聞く度に内容が変わるため、適当なことを言ってからかっているのだろうと内心ため息を吐き、それらしい言い訳をして立ち去ろうとする。
ところが彼はぬっと腕を伸ばし、ネスの腕を捕まえる。
ひやり、とネスの腕が予期せぬ感覚に包まれた。
まるで氷のような冷たさが掴んだ場所から、徐々に浸透してゆく。

「今ココを去らなイ方がいいでスよ。
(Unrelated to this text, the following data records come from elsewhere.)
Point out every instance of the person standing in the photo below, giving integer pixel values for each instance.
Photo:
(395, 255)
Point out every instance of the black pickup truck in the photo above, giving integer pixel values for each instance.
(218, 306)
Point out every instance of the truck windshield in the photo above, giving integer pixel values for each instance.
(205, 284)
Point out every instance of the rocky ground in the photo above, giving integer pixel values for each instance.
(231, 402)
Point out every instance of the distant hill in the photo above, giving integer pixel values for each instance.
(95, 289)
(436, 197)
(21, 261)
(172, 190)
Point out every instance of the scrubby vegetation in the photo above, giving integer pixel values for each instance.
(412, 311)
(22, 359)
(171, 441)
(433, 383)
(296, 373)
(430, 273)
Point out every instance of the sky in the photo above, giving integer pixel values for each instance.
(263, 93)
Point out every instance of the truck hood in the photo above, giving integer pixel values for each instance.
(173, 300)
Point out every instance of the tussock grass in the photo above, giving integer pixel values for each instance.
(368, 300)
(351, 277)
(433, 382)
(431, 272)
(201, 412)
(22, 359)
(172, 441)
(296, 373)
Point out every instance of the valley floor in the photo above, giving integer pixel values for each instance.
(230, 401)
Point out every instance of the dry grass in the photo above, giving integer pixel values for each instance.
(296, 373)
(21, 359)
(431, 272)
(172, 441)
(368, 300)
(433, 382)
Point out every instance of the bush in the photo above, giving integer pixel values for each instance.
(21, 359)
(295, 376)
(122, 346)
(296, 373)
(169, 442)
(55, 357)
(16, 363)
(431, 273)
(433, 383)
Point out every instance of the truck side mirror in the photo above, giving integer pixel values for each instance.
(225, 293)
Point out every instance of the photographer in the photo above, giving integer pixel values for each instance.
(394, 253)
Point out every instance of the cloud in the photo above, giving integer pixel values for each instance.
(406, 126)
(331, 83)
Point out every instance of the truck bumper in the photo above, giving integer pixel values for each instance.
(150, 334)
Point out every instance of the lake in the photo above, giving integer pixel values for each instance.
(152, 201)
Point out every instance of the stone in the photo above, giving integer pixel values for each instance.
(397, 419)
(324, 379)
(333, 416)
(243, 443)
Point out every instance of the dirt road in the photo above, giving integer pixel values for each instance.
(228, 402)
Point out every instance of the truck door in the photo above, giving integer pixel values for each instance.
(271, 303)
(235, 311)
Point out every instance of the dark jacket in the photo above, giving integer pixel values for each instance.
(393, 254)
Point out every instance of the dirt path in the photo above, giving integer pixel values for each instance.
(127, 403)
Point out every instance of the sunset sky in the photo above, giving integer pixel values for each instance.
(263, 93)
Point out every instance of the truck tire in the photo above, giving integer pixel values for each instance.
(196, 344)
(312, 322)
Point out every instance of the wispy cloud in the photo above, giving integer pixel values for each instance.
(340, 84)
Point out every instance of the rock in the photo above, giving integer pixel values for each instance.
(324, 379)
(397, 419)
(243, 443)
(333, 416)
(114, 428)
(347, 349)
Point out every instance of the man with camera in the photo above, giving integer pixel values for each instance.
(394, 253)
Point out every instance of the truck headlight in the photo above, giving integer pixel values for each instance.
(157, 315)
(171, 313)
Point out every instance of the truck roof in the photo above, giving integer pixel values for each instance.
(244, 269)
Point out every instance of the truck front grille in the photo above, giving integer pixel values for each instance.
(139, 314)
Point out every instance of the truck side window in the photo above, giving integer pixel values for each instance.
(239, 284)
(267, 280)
362秒後に怖い怖いお兄さン達とぶつカルか迷子になる可能性がありまス」

ここにいないと一緒に来た人たちが心配しますよ、と彼は言葉を続ける。
言いたいことはあったはずだったものの、彼の手の冷たさに気圧されてゆるゆると腰を下ろす。
彼は一体何者だろうか。
先ほどからよくわからないことや転々と変わる話ばかりをしているし、彼の手はあり得ないほど冷たい。
未だに冷たさを感じる腕をそっと触り、まじまじと壮年の男性見つめていると、彼はにこりと微笑んだ。

「ソりゃあ、立ち去りタい気持チは分かりまスよ?私、おバカではありまセんからね。こう見えても勘はいい方でスから。怖いのでショう?
 やっぱりヤハリ、この大人の色香とダンディズム溢るる長身のミステリアス・ガイがその辺にいソうな平々凡々なちっサイ少年の横に来たら
 少年は怖サのあまり逃げたくなって当たり前でショうし…オヤ、どうシたんでスか?とっても愉快な顔をシテまスが」
「アンタ馬鹿じゃないの」

オーバーな身振り手振りで激しい自画自賛をし始める男性に、ネスの中にあった恐れよりも不信感の方が勝った。
初対面であり、見て分かるくらいの遥かな年上ということで大人しくしていたものの、流石に我慢の限界だった。
文句の二つや三つ四つ言ってやろうと口を開いたと同時に、彼は何かに気づいたような仕草と声を洩らした。

「ああーっと、私とシたことガ、お話に夢中にナって時間を忘れテいまシたよ」

すみませんねえと笑顔で頭を下げて彼は立ち上がった。
何歩か歩いて、探していたと言って放置していた足元の鍵を拾い上げる。

「いやぁ、少年のおカゲで鍵も見つかリまシたシ、本当にありがとうございまスね」
「…僕何もしてないんだけど」

謙遜を言っているつもりはない。本当に何もしていないのだから。
それでも彼はしきりに感謝の言葉を伝えてくる。

「あなたがココにいる、という事実が私を鍵のモトに導いたのでスよ。だから感謝感謝でス」
「いや、意味が分からないから」
「分からなクとも結構でスよ」

私だけが分かっていればいいんですからと言葉を続けて彼は被っている山高帽を外し、深々と頭を下げる。
大きくゆったりとした動きは一見すれば紳士的な動作であるはずなのに、ネスにはどこか舞台に立つ役者のような印象を受けた。

「ソれではごきげんよう、心の力を扱う平々凡々な少年!またイツか、会えるといいでスね」

演劇じみた態度の所為だろうか、一瞬男性の言った言葉が理解できなかった。
彼の言葉が頭に染みわたり、彼が何を言ったのかを理解した時にはすでに彼はその場から立ち去っていた。
呆気にとられたのは一瞬であり、人が多いとはいえあれだけの背の高さであるにもかかわらず、辺りを見回しても黒い姿の彼は何処にもいない。
どこにも彼がいないことを確認した途端、ぞわりと冷たい風が背筋を撫でたような気がした。
僕は幽霊にでも遭ったのだろうか。
でも幽霊にしては随分と馴れ馴れしくて陽気そうな奴だったなあ。
ナルシストっぽくて少し上から目線の態度が腹立つけど。
ベンチから浮いた足をぶらつかせて、彼はが何者だったのかをぼんやりと考える。
考えない方がいいのかもしれないと思いつつも、特にすることがない為に自然と先ほどの出来事を思い返してしまう。
みんなが帰ってきたら、幽霊っぽい人に遭ったとか言ってみようかなあ、なんて考えながら。

みんなはまだ買い物から戻ってこない。